It was easy to start recollecting when the news came Wednesday of David Stern’s death following a recent brain hemorrhage. Commissioner of the NBA for 30 years, Stern in 1984 took over a flagging league whose playoff games were broadcast on tape delay, for goodness sake — you can hardly even comprehend that scenario — and turned it into an international obsession.
He was a clearly a great commissioner, and as I heard one commentator say Wednesday, his demeanor and governing philosophy was such that he was probably the most approachable sports commissioner ever.
He was a powerful star, but you could actually talk to him — and don’t fall over, but you could actually joke with him, all casual-like.
I discovered this in my only dealing with him, some 20 or more years ago, when then-Norfolk mayor Paul Fraim was courting an NBA expansion team. As a local sports scribe, I attended a presser where Stern — I believe in New York — was commenting on NBA expansion and other hoops issues.
I wish I had clearer recall of the time and place.

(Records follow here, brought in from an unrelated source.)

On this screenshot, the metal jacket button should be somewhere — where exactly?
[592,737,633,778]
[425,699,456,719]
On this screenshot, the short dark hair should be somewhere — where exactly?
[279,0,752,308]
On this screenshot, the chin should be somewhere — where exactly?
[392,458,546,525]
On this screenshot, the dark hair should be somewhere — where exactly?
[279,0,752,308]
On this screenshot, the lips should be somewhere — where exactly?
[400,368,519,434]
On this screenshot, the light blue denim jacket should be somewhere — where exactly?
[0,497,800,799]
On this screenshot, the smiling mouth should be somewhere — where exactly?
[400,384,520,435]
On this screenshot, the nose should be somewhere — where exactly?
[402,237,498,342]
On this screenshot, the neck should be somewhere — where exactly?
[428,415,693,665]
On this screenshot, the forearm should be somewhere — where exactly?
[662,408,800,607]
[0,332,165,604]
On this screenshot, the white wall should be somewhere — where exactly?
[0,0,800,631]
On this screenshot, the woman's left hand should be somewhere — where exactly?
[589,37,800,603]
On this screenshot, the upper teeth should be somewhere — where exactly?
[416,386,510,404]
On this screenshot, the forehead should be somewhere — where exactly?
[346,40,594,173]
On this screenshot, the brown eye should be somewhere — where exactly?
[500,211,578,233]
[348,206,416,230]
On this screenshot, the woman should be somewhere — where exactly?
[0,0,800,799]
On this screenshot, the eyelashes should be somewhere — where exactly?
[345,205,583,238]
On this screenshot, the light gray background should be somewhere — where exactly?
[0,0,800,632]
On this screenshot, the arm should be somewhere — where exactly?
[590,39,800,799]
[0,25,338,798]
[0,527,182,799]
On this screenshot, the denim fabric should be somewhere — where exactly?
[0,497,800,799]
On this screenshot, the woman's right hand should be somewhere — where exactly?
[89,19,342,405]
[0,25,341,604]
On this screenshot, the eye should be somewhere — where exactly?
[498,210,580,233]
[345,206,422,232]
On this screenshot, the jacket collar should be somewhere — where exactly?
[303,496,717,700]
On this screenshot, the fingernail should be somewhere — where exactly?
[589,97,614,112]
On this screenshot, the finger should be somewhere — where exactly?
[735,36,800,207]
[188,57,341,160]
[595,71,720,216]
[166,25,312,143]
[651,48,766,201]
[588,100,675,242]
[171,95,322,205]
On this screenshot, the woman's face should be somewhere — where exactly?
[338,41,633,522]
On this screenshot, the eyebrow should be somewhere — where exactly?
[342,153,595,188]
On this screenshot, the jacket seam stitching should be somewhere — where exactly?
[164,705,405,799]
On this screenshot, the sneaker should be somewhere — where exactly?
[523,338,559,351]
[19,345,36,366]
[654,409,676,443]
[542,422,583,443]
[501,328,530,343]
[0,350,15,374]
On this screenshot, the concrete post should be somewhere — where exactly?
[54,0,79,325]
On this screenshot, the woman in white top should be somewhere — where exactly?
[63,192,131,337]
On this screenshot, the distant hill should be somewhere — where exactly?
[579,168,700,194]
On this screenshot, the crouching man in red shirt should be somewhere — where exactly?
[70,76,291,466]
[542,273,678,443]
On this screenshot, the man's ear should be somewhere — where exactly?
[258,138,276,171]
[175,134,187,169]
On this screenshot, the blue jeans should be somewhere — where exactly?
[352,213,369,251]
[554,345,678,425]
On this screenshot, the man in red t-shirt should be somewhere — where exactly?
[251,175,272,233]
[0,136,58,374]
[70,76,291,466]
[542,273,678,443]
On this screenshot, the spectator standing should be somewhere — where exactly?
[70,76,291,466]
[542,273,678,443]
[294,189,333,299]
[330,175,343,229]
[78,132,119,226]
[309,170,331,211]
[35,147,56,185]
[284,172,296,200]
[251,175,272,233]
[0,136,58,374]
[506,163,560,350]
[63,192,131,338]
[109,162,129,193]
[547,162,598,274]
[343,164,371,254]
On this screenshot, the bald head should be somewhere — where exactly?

What I definitely remember is cornering Stern after the official news conference for a brief chat. That is, Stern made himself available for anyone afterward to answer questions in an informal setting, which seems pretty remarkable today.
So after standing by till he was through with others, I cautiously approached and introduced myself as being from Norfolk. He replied with a smile and a quick joke referencing Norfolk’s aborted ABA experience in the ’70s, which immediately let me know he very much knew Norfolk — and that he very much knew Norfolk had no shot in the world to get an NBA team.
The larger point, though, is we continued to talk a couple more minutes, and he seemed fine with it. That gave me enough comfort and confidence that I eventually leaned in and, oddly emboldened, gently poked the lapel of his jacket with my index finger while asking a question.
What the … ?
Security should have swept in, ear-pieces blazing, wrestled me to the ground and turfed me out, a la the bruising ouster of Jimmy Stewart and Clarence from Nick’s in “It’s a Wonderful Life.”
Believe me, I would have less-than zero shot at poking current NBA commissioner Adam Silver in the lapel, nor would I think to even attempt it. But Stern showed no consternation over my impromptu nonchalance, made his last comment, and I was on my way.
It’s a cool memory and a true fact regarding Stern’s overall persona. No doubt he was as tough and unyielding as you can get in business, which is why the modern NBA is what it is. But yep, he was poke-the-lapel approachable, which is one other small piece to consider when mulling the historic legacy of David Stern’s life and heady times in the NBA.